Department of Psychiatry, Washington University of Medicine, St. Louis, MO, USA.
BMC Genet. 2005 Dec 30;6 Suppl 1(Suppl 1):S84. doi: 10.1186/1471-2156-6-S1-S84.
Accurately resolving population structure in a sample is important for both linkage and association studies. In this study we investigated the power of single-nucleotide polymorphisms (SNPs) in detecting population structure in a sample of 286 unrelated individuals.
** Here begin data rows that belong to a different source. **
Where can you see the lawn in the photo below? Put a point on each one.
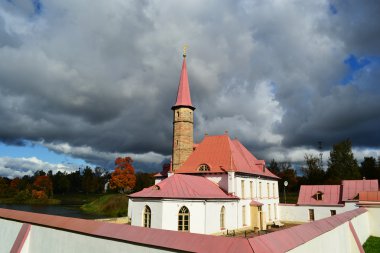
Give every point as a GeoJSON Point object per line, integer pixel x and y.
{"type": "Point", "coordinates": [372, 245]}
{"type": "Point", "coordinates": [110, 205]}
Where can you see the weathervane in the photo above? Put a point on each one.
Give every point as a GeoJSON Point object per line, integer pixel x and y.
{"type": "Point", "coordinates": [184, 50]}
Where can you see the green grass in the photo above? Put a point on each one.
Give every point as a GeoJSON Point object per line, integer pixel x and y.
{"type": "Point", "coordinates": [77, 198]}
{"type": "Point", "coordinates": [372, 245]}
{"type": "Point", "coordinates": [112, 205]}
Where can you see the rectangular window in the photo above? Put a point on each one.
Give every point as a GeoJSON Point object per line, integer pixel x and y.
{"type": "Point", "coordinates": [243, 215]}
{"type": "Point", "coordinates": [260, 191]}
{"type": "Point", "coordinates": [242, 189]}
{"type": "Point", "coordinates": [251, 188]}
{"type": "Point", "coordinates": [311, 214]}
{"type": "Point", "coordinates": [275, 211]}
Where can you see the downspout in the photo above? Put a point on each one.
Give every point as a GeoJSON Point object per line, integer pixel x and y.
{"type": "Point", "coordinates": [205, 217]}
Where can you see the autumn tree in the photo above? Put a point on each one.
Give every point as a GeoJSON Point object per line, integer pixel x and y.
{"type": "Point", "coordinates": [123, 178]}
{"type": "Point", "coordinates": [43, 184]}
{"type": "Point", "coordinates": [369, 168]}
{"type": "Point", "coordinates": [342, 164]}
{"type": "Point", "coordinates": [313, 174]}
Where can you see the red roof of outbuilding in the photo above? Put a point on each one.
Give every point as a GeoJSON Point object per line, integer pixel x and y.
{"type": "Point", "coordinates": [184, 187]}
{"type": "Point", "coordinates": [351, 188]}
{"type": "Point", "coordinates": [330, 195]}
{"type": "Point", "coordinates": [183, 96]}
{"type": "Point", "coordinates": [222, 154]}
{"type": "Point", "coordinates": [287, 239]}
{"type": "Point", "coordinates": [154, 238]}
{"type": "Point", "coordinates": [370, 196]}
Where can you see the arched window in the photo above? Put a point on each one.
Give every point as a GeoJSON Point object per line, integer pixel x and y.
{"type": "Point", "coordinates": [222, 217]}
{"type": "Point", "coordinates": [184, 219]}
{"type": "Point", "coordinates": [204, 167]}
{"type": "Point", "coordinates": [319, 195]}
{"type": "Point", "coordinates": [147, 217]}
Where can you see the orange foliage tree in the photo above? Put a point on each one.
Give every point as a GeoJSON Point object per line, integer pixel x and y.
{"type": "Point", "coordinates": [123, 178]}
{"type": "Point", "coordinates": [43, 183]}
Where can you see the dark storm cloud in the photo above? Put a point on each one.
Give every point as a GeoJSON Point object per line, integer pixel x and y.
{"type": "Point", "coordinates": [99, 82]}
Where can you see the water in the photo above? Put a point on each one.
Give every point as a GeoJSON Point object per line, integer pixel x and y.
{"type": "Point", "coordinates": [60, 210]}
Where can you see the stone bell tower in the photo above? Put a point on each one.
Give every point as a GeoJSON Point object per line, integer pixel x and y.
{"type": "Point", "coordinates": [183, 121]}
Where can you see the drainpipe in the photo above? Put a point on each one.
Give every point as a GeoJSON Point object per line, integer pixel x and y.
{"type": "Point", "coordinates": [205, 216]}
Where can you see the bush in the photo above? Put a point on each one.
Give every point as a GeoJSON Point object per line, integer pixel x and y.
{"type": "Point", "coordinates": [22, 196]}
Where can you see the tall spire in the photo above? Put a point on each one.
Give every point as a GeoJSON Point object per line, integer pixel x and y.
{"type": "Point", "coordinates": [183, 95]}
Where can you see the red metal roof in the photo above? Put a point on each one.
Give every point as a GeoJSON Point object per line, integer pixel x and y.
{"type": "Point", "coordinates": [330, 195]}
{"type": "Point", "coordinates": [287, 239]}
{"type": "Point", "coordinates": [183, 96]}
{"type": "Point", "coordinates": [222, 154]}
{"type": "Point", "coordinates": [351, 188]}
{"type": "Point", "coordinates": [370, 196]}
{"type": "Point", "coordinates": [184, 187]}
{"type": "Point", "coordinates": [255, 203]}
{"type": "Point", "coordinates": [157, 238]}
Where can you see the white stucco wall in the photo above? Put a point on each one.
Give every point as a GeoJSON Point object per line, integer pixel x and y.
{"type": "Point", "coordinates": [204, 214]}
{"type": "Point", "coordinates": [263, 196]}
{"type": "Point", "coordinates": [136, 209]}
{"type": "Point", "coordinates": [374, 220]}
{"type": "Point", "coordinates": [8, 234]}
{"type": "Point", "coordinates": [295, 213]}
{"type": "Point", "coordinates": [339, 239]}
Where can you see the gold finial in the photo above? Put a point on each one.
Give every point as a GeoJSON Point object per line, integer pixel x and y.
{"type": "Point", "coordinates": [184, 50]}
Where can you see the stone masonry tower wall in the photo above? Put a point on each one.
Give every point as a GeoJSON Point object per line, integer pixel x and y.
{"type": "Point", "coordinates": [183, 121]}
{"type": "Point", "coordinates": [183, 125]}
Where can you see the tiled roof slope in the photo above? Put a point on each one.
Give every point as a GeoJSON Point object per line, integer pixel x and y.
{"type": "Point", "coordinates": [287, 239]}
{"type": "Point", "coordinates": [222, 154]}
{"type": "Point", "coordinates": [330, 195]}
{"type": "Point", "coordinates": [370, 196]}
{"type": "Point", "coordinates": [351, 188]}
{"type": "Point", "coordinates": [155, 238]}
{"type": "Point", "coordinates": [184, 187]}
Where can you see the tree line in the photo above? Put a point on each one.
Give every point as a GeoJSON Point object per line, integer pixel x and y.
{"type": "Point", "coordinates": [341, 165]}
{"type": "Point", "coordinates": [42, 185]}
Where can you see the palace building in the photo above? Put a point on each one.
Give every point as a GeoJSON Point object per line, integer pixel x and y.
{"type": "Point", "coordinates": [210, 186]}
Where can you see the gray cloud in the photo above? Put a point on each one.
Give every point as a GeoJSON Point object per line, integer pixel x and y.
{"type": "Point", "coordinates": [105, 77]}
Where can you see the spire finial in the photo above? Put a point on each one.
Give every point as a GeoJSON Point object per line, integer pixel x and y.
{"type": "Point", "coordinates": [184, 50]}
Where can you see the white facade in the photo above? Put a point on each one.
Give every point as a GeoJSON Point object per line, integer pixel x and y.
{"type": "Point", "coordinates": [205, 214]}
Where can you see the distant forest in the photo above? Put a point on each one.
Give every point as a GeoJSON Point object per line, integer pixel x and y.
{"type": "Point", "coordinates": [341, 165]}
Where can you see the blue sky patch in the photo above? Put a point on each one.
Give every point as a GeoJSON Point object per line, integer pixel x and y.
{"type": "Point", "coordinates": [333, 10]}
{"type": "Point", "coordinates": [355, 64]}
{"type": "Point", "coordinates": [39, 151]}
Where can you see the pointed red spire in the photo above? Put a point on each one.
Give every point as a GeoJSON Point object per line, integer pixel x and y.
{"type": "Point", "coordinates": [183, 96]}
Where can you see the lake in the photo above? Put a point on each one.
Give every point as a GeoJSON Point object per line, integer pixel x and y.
{"type": "Point", "coordinates": [61, 210]}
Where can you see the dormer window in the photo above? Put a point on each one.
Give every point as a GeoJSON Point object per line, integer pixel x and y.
{"type": "Point", "coordinates": [319, 195]}
{"type": "Point", "coordinates": [204, 167]}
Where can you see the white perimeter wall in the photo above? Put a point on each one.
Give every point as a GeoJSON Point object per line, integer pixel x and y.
{"type": "Point", "coordinates": [294, 213]}
{"type": "Point", "coordinates": [374, 220]}
{"type": "Point", "coordinates": [8, 234]}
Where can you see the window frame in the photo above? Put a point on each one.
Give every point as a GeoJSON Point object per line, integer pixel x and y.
{"type": "Point", "coordinates": [183, 216]}
{"type": "Point", "coordinates": [147, 217]}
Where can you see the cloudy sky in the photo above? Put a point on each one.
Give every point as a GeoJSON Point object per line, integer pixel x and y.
{"type": "Point", "coordinates": [82, 82]}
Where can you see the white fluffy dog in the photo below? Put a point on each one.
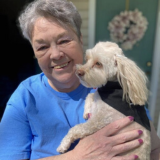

We varied the number of SNPs to determine how many are required to approach the degree of resolution obtained with the Collaborative Study on the Genetics of Alcoholism (COGA) short tandem repeat polymorphisms (STRPs). In addition, we selected SNPs with varying minor allele frequencies (MAFs) to determine whether low or high frequency SNPs are more efficient in resolving population structure. We conclude that a set of at least 100 evenly spaced SNPs with MAFs of 40-50% is required to resolve population structure in this dataset. If SNPs with lower MAFs are used, then more than 250 SNPs may be required to obtain reliable results.
准确解析样本中的群体结构对于连锁和关联研究都很重要。在这项研究中,我们调查了单核苷酸多态性(SNP)在检测 286 个无关个体样本中群体结构的能力。我们改变了 SNP 的数量,以确定需要多少 SNP 才能达到酒精中毒遗传学合作研究(COGA)短串联重复多态性(STRP)获得的分辨率程度。此外,我们选择了具有不同次要等位基因频率(MAF)的 SNP,以确定低频率或高频率的 SNP 是否更有效地解析群体结构。我们得出结论,至少需要 100 个具有 40-50%MAF 的均匀分布的 SNP 来解析这个数据集的群体结构。如果使用 MAF 较低的 SNP,则可能需要超过 250 个 SNP 才能获得可靠的结果。